Nevertheless, because of years of negative publicity about “mark ups,” vehicle financing with reserves has gotten a bad rap by many who do not or choose to not understand the process.
CFPB attorneys and their anti-dealer allies apparently want to determine what dealers may make on the sale of financing. They also apparently believe that embroiling a few finance sources in expensive litigation and bad publicity with charges of lending discrimination is the road to that destination.
Proponents of these lawsuits apparently hope for what lawyers call an “in terrorem effect.” Sue a few banks, and this will scare other lenders into demanding that dealers accept flat fees for financing.
Unfortunately, no one truly understands the fallout of eliminating the tried and true reserve system and replacing it with a flat-fee system. The result is likely to be negative for vehicle sales as finance and insurance personnel will have less incentive to help buyers find the right financing alternative and to fight to get tough deals done.
So what does this mean to dealers?
Let your finance sources know of your preference for the present reserve system. Make sure they know you do business with them because you can be adequately compensated through reserves for the work you do creating accounts for them.
Understand the importance of the present system. There is a widespread misunderstanding of how the reserve system works. It benefits vehicle buyers and finance sources.
It works for consumers because it provides adequate compensation to F&I professionals to provide information on the best options, to help buyers understand the options, to package transactions so that they can be adequately considered by finance sources, and to fight when necessary for financing approval for customers.
It works for finance sources because dealers create accounts with no infrastructure costs. Dealers should be properly compensated for their work.
Adopt strict policies for F&I personnel to avoid charges of discrimination in rates. There are several ways to do this, such as rate sheets depending on credit tiers or pre-set reserve targets across credit tiers. Deviations from that for non-discriminatory reasons such as the need to meet competition should be permitted. Notes on the reasons for deviation should be kept in every deal.
If you are asked to help, do it. It is easy for those unfamiliar with the car business to condemn the present system as a dealer money grab.
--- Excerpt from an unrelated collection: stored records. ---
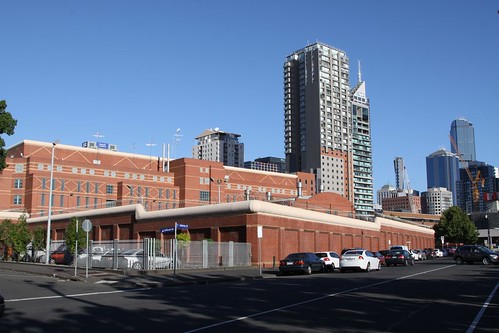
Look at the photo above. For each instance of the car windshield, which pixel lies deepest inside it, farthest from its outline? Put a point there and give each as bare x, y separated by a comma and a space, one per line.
353, 253
296, 256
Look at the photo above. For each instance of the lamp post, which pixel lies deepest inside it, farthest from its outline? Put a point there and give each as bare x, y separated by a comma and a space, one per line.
47, 245
489, 240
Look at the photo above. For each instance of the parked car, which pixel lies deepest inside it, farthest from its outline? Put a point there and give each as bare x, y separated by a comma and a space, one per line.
399, 257
438, 253
331, 260
430, 253
302, 262
135, 259
475, 253
380, 256
359, 260
61, 256
2, 305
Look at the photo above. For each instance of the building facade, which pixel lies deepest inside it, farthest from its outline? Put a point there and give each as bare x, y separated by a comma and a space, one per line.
80, 183
318, 120
442, 170
477, 180
399, 169
436, 200
219, 146
462, 139
273, 164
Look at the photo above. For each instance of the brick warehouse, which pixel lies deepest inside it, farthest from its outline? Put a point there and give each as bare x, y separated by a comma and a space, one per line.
217, 202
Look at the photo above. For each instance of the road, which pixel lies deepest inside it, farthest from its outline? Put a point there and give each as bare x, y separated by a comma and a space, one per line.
431, 296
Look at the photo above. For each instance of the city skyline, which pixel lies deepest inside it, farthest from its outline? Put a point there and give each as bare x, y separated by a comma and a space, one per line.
132, 75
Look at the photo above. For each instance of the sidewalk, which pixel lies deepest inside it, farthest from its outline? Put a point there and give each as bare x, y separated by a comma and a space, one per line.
136, 279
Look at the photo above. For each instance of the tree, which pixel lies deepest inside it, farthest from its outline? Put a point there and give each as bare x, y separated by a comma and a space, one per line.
71, 236
7, 126
456, 227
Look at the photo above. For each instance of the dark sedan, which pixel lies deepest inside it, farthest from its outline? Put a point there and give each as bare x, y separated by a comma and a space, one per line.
303, 262
399, 257
2, 305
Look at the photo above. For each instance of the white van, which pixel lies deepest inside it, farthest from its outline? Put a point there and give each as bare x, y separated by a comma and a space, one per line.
399, 247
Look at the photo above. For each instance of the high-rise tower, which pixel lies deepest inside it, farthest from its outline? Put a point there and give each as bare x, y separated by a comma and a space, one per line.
462, 136
442, 170
399, 169
318, 122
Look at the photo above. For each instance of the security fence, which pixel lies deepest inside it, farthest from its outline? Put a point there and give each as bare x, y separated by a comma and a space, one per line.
153, 254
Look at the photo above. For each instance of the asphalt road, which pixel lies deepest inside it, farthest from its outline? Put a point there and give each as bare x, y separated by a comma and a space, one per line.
432, 296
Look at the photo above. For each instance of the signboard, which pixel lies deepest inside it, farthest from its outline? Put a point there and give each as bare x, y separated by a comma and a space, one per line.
102, 145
It requires hard work (and more important an open mind) for someone not conversant in industry matters to take the time to understand why the system works for everyone – buyers, dealers, and finance sources.
Regulators, political leaders, and media opinion shapers should understand the benefits of the present system. If you are ever asked to assist in explaining the benefits, make the time to do it. It is important for your business.